Every mapping is an honest approximation. None of them are exact equivalents. The system doesn’t lie about what Ollama can do. It translates, and translation always loses something.

The agentic loop compounds this. Ollama gets 25 tool iterations per invocation. Claude has no such cap. An Ollama agent working on a complex task might hit the ceiling mid-thought, its chain of tool calls truncated at an arbitrary boundary. Claude keeps going until it’s done or the budget runs out.

Gemini and Codex: Tourists

Gemini and OpenAI are the providers that showed up to the job site in business casual. supportsTools: false. No file writes. No worktree. No sandbox needed because there’s nothing to sandbox.

They can think. They can review code (text-only). They can run think cycles. But if the executor tries to assign one of them a coding task, this happens:

if (agentLLMProvider && !agentLLMProvider.supportsTools && worktreeFlag) {
  logger.warn({ taskId, agentId: agent.id },
    'Non-tool provider assigned to worktree task — bouncing to INBOX')
  return { runId: run.id, success: false,
    error: `Provider "${effectiveProviderName}" does not support tools` }
}

Bounced. Not “tried and failed.” Not “attempted with degraded capabilities.” The task goes back to INBOX without the provider touching it. The system hired a consultant who can’t use a keyboard and fired them before they sat down.

Their token counts are estimated at characters divided by four. Their cost tracking reports nothing. Their adapters are structural near-copies of each other: CLI subprocess, stdin prompt, stdout capture, timeout, kill.

The Trust Boundary You Didn’t See

Here’s the inversion nobody planned. Each CLI-based provider gets a scrubbed environment via buildProviderSubprocessEnv(). Only twenty base keys plus provider-specific auth tokens pass through. DATABASE_URL, session tokens, internal secrets: all stripped. Claude gets extra treatment where session markers are dropped to prevent recursion.

Ollama isn’t in that list. It doesn’t spawn subprocesses. It uses HTTP. So it doesn’t need env scrubbing.

But Ollama is also the provider whose tools run inside Mission Control’s own process. Claude’s tools run in a sandboxed subprocess. Gemini and OpenAI don’t have tools. The provider that operates in the most dangerous context is the one that doesn’t get environment isolation.

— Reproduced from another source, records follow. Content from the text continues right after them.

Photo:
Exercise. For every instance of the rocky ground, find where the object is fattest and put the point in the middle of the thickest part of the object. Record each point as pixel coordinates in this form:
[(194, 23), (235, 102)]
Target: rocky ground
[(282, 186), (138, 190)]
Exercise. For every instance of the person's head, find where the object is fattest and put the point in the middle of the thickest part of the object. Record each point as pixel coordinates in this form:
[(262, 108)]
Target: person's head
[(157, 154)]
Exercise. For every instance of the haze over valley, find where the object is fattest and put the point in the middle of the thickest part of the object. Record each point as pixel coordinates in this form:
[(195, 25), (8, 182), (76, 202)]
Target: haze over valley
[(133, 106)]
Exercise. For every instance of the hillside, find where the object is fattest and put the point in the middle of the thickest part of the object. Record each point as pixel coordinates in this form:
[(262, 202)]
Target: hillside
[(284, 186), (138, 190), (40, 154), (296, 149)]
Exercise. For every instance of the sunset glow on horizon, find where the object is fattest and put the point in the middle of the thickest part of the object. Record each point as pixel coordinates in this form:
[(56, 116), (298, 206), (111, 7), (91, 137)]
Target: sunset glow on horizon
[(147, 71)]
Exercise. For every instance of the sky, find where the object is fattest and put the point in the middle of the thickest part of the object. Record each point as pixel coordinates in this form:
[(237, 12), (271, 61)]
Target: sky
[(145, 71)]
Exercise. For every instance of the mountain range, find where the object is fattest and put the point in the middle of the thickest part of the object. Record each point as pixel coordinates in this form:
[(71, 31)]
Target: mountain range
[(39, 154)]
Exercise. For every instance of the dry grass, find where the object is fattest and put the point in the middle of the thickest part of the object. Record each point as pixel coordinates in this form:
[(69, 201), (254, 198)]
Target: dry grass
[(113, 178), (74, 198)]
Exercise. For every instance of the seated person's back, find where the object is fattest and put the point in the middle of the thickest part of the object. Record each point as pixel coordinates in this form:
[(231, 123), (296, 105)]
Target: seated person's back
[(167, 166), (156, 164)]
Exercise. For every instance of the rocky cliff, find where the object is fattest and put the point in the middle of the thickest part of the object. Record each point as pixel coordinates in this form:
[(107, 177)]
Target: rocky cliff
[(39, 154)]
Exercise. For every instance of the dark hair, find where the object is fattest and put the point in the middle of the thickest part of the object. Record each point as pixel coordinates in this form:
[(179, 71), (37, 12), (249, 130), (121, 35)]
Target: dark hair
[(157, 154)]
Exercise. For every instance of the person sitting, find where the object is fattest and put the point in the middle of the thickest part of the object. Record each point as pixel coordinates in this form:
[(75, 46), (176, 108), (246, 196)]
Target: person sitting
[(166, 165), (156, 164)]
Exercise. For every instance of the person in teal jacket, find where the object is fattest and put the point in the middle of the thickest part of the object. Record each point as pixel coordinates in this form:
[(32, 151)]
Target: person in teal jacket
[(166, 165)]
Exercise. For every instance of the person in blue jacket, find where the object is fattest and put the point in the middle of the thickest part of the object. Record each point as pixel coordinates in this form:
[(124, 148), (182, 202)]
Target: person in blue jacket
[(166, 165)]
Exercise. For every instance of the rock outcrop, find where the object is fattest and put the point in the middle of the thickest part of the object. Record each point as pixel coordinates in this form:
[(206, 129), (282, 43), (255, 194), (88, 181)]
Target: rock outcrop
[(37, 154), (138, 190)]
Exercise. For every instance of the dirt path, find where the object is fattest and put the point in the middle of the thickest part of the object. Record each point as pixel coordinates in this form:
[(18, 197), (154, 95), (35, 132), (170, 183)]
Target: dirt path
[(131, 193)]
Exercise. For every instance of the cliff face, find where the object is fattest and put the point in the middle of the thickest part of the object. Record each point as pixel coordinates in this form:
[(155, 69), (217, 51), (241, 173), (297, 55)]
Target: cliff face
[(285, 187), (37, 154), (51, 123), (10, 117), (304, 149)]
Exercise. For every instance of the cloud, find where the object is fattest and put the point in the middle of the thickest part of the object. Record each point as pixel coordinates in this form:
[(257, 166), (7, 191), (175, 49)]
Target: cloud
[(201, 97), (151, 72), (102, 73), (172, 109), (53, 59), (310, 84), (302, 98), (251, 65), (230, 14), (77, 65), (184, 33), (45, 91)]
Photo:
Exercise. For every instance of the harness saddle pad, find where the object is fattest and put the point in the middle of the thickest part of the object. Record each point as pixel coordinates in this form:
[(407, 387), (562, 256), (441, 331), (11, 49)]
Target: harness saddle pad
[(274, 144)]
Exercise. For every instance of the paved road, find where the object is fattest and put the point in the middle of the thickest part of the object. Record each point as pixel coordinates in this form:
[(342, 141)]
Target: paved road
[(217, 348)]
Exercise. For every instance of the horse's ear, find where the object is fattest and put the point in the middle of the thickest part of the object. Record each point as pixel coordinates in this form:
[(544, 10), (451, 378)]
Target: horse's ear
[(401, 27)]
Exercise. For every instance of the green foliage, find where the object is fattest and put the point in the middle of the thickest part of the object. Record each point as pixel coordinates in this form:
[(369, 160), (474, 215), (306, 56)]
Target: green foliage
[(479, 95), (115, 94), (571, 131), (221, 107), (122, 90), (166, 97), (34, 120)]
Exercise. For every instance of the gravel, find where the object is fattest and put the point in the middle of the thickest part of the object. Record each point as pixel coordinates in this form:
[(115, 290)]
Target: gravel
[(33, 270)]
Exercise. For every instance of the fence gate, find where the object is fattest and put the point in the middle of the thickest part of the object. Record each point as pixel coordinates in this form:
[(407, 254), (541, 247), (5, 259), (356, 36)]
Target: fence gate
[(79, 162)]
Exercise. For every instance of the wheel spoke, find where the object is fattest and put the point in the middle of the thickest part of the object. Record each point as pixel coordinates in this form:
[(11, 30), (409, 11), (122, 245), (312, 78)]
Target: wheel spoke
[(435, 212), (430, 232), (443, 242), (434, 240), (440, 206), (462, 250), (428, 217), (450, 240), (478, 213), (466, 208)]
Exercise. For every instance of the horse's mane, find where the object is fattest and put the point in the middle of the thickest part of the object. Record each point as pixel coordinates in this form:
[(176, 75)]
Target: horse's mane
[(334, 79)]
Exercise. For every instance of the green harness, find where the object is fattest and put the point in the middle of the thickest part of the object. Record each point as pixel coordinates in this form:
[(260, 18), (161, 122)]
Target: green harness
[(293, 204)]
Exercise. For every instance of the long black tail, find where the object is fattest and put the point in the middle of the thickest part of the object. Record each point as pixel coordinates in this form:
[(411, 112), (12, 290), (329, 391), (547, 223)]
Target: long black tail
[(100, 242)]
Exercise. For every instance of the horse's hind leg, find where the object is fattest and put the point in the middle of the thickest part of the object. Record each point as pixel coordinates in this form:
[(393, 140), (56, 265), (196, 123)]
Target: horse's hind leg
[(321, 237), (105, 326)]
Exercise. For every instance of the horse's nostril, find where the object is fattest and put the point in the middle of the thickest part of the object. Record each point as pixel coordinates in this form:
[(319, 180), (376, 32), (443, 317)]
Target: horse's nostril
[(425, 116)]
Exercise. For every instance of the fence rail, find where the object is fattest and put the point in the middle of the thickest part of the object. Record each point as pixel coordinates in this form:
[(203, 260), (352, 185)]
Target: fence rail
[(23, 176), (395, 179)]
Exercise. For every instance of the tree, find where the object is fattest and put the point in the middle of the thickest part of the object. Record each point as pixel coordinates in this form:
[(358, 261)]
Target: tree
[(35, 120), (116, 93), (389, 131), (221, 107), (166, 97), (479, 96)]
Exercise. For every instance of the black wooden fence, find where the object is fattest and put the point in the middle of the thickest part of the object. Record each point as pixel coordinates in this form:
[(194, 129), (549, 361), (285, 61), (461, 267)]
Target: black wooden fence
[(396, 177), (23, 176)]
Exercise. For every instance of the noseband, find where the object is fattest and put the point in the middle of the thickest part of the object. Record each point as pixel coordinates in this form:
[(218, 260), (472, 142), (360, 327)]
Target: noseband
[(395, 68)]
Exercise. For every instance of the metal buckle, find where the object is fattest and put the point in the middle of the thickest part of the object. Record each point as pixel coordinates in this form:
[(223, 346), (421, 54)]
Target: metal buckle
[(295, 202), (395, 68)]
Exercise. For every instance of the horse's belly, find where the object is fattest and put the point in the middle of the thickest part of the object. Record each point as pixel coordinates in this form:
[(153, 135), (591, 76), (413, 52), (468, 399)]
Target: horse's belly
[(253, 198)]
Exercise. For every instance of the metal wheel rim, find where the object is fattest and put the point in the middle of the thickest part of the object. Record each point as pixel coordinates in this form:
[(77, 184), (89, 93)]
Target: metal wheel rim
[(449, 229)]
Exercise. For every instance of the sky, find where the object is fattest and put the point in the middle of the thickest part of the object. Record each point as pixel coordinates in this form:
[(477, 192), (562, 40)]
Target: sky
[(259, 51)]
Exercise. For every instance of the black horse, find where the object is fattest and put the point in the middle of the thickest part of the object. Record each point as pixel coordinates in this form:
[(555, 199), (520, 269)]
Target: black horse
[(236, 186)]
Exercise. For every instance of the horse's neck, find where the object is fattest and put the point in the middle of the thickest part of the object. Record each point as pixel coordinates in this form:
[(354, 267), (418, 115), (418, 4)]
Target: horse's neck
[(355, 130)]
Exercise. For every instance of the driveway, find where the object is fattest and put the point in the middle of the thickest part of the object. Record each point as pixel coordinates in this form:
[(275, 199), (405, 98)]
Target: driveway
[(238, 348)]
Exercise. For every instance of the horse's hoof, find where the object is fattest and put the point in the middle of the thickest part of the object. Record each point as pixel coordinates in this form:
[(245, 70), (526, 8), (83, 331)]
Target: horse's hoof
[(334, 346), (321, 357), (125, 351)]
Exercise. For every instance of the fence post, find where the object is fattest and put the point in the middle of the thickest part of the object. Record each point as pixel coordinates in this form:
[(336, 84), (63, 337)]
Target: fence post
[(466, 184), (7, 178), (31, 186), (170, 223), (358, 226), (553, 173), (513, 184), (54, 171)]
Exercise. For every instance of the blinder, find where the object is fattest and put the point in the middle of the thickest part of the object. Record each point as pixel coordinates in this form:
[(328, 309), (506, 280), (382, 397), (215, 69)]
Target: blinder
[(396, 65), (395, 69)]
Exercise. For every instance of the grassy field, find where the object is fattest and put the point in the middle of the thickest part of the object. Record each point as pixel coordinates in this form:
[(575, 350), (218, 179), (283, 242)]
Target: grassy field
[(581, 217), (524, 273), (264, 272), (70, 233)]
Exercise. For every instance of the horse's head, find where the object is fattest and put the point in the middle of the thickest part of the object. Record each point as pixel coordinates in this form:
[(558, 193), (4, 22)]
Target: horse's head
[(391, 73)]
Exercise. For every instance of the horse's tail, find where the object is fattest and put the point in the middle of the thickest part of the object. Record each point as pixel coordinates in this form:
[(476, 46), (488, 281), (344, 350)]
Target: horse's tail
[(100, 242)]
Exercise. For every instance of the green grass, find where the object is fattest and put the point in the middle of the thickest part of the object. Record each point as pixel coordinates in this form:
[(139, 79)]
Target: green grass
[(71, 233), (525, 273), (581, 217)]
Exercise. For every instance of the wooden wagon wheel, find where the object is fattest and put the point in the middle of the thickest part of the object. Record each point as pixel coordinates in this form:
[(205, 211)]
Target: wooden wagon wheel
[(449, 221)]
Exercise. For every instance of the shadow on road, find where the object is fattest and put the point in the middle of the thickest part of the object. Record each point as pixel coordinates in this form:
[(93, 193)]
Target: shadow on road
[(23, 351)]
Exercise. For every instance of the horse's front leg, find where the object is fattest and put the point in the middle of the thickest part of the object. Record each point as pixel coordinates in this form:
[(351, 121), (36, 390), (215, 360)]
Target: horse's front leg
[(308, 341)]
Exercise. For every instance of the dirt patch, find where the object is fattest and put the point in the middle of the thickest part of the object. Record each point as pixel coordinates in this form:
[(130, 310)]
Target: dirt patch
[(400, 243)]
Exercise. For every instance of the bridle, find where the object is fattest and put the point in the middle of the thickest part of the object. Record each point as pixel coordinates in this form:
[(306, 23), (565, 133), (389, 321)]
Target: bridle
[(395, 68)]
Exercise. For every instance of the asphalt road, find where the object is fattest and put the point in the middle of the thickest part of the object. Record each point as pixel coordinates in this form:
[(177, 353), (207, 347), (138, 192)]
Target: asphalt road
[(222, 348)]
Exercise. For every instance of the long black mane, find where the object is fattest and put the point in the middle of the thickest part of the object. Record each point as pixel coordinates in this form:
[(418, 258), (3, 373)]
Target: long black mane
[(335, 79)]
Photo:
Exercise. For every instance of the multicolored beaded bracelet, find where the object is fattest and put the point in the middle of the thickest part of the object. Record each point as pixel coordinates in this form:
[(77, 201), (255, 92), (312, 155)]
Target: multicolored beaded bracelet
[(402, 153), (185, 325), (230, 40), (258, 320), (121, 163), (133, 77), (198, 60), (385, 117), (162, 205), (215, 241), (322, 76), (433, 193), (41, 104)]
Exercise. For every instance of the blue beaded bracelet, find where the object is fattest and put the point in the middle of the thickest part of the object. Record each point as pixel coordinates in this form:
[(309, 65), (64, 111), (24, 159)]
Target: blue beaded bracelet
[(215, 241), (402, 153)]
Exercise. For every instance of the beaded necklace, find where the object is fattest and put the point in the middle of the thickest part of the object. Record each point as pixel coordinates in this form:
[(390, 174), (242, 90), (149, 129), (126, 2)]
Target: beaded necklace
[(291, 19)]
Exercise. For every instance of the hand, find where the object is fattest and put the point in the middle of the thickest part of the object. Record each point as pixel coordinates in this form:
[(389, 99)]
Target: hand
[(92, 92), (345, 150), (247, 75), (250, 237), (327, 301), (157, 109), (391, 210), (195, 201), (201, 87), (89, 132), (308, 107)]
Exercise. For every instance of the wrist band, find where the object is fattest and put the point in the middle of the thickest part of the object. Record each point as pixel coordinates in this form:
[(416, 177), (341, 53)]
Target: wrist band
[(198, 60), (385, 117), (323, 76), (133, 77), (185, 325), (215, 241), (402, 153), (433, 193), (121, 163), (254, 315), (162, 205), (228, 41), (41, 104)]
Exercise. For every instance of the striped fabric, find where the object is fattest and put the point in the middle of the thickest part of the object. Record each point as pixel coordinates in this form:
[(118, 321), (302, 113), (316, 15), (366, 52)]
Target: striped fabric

The security models are inverted relative to the risk.

The Same Agent, Different Capabilities

The question that keeps nagging: when the same agent gets different capabilities depending on its provider, is it still the same agent?

Big Tony on Claude can read files, edit them surgically, run shell commands, search the web. Big Tony on Ollama can read files, overwrite them wholesale, list directories, search the web with keyword guesses. Big Tony on Gemini can talk. Same name, same identity text, same role description. Wildly different ability to do the job.

The LLMProvider interface says they’re all equivalent. The CLAUDE_TO_OLLAMA_MAP says they’re approximately equivalent. The supportsTools boolean says two of them aren’t equivalent at all. The abstraction holds if you squint. The moment you look at what actually happens behind invoke(), it falls apart.

That’s the thing about clean interfaces over messy reality. The interface is a promise. The implementation is the truth. And the distance between them is a translation table where Edit means “close enough.”